Aujourd’hui, la nouvelle génération se demande comment cette génération X est arrivée à vivre sans Internet et smartphone. « Je réponds que nous n’en sommes pas morts, bien au contraire! Nous avons eu une jeunesse riche. C’était une époque différente, une autre façon de vivre, de consommer et surtout de penser! Bref, un monde différent qui reste profondément ancré dans ma mémoire », dit avec romantisme Héba, 54 ans, professeure à l’université, fan des chansons d’amour des années 1970 et 1980. Et d’ajouter: « C’était aussi l’époque du Walkman cassette auto reverse, très tendance en ces temps-là. C’était notre iPod ou notre portable à nous ».
Moyen de communication et d’influence
La cassette audio a façonné l’esprit musical de toute une génération. (Photo : Al-Ahram)
Nadia Radwan, professeure de sociologie à l’Université de Port-Saïd, estime que l’invention de la cassette audio (K7) en 1963 a profondément changé la manière d’écouter la musique. Mais pas seulement. La cassette a également été utilisée pour enregistrer des messages, des livres et des moments d’inspiration artistique. Dans les années 1970, l’Egypte a connu une forte migration de travail. Des milliers d’Egyptiens sont partis travailler dans les pays du Golfe afin d’améliorer leur niveau de vie et de répondre aux nouveaux besoins imposés par la politique d’ouverture économique.
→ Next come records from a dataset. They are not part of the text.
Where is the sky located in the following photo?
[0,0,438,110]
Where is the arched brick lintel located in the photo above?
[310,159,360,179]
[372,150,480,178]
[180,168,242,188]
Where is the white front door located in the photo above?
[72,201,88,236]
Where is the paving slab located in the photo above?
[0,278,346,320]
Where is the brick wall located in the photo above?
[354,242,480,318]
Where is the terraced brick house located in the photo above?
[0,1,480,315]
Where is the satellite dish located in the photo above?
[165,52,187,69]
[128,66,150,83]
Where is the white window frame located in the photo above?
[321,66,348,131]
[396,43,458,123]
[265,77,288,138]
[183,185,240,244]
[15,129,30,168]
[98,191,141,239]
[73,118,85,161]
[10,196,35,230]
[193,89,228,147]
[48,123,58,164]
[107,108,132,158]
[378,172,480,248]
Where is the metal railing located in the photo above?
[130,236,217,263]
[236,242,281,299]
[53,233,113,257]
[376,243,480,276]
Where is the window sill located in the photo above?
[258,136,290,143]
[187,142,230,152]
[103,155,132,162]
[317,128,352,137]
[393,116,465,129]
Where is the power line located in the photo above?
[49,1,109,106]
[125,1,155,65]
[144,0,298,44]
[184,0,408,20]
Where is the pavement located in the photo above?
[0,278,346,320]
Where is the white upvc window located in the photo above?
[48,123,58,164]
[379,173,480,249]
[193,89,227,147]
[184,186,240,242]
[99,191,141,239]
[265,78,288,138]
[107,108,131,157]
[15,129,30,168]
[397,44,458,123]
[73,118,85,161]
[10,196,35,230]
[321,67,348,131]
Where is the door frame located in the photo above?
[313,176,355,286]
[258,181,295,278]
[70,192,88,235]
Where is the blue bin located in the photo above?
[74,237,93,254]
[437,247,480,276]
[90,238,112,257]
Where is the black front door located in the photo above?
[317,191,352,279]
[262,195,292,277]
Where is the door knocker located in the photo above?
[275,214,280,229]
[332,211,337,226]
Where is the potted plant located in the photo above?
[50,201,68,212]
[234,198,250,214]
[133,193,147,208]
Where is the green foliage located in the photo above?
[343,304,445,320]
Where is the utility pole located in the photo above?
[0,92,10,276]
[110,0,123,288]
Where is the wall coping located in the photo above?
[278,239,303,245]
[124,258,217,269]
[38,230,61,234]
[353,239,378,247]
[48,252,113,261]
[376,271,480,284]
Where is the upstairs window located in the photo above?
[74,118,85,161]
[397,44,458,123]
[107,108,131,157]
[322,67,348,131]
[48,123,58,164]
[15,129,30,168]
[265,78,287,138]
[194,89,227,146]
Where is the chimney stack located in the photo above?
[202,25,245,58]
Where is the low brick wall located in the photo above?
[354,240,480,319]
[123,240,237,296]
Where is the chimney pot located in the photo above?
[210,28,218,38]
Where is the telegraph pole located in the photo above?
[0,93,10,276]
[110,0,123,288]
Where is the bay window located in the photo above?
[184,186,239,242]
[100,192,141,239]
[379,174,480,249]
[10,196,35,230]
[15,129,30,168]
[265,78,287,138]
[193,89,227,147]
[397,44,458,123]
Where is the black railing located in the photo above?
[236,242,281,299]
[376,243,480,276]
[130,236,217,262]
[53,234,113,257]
De ce fait, la radiocassette, la vidéo et la moquette sont devenues un symbole d’ascension sociale, un signe que la personne gagnait bien sa vie. « La cassette a allégé le sentiment de souffrance lié à l’éloignement », déclare Sélouma, 46 ans, employé dans un club sportif, dont le père a travaillé en Iraq durant la guerre entre l’Iran et l’Iraq dans les années 1980. « Nos pères, dont certains ne savaient ni lire ni écrire, envoyaient des messages via cassettes à leurs familles. La K7 a réussi à dépasser les frontières des pays, le handicap de l’analphabétisme et les conditions difficiles de la guerre. A cette époque, le coût des appels internationaux était très élevé. Et recevoir des messages sur cassettes venant de mon père nous rassurait et nous donnait la preuve qu’il était encore en vie. Je garde ces cassettes en souvenir de mon père décédé il y a cinq ans afin de raconter à mes enfants combien il a souffert avant de faire construire la maison où nous vivons actuellement au Fayoum », commente Sélouma, père de 5 enfants.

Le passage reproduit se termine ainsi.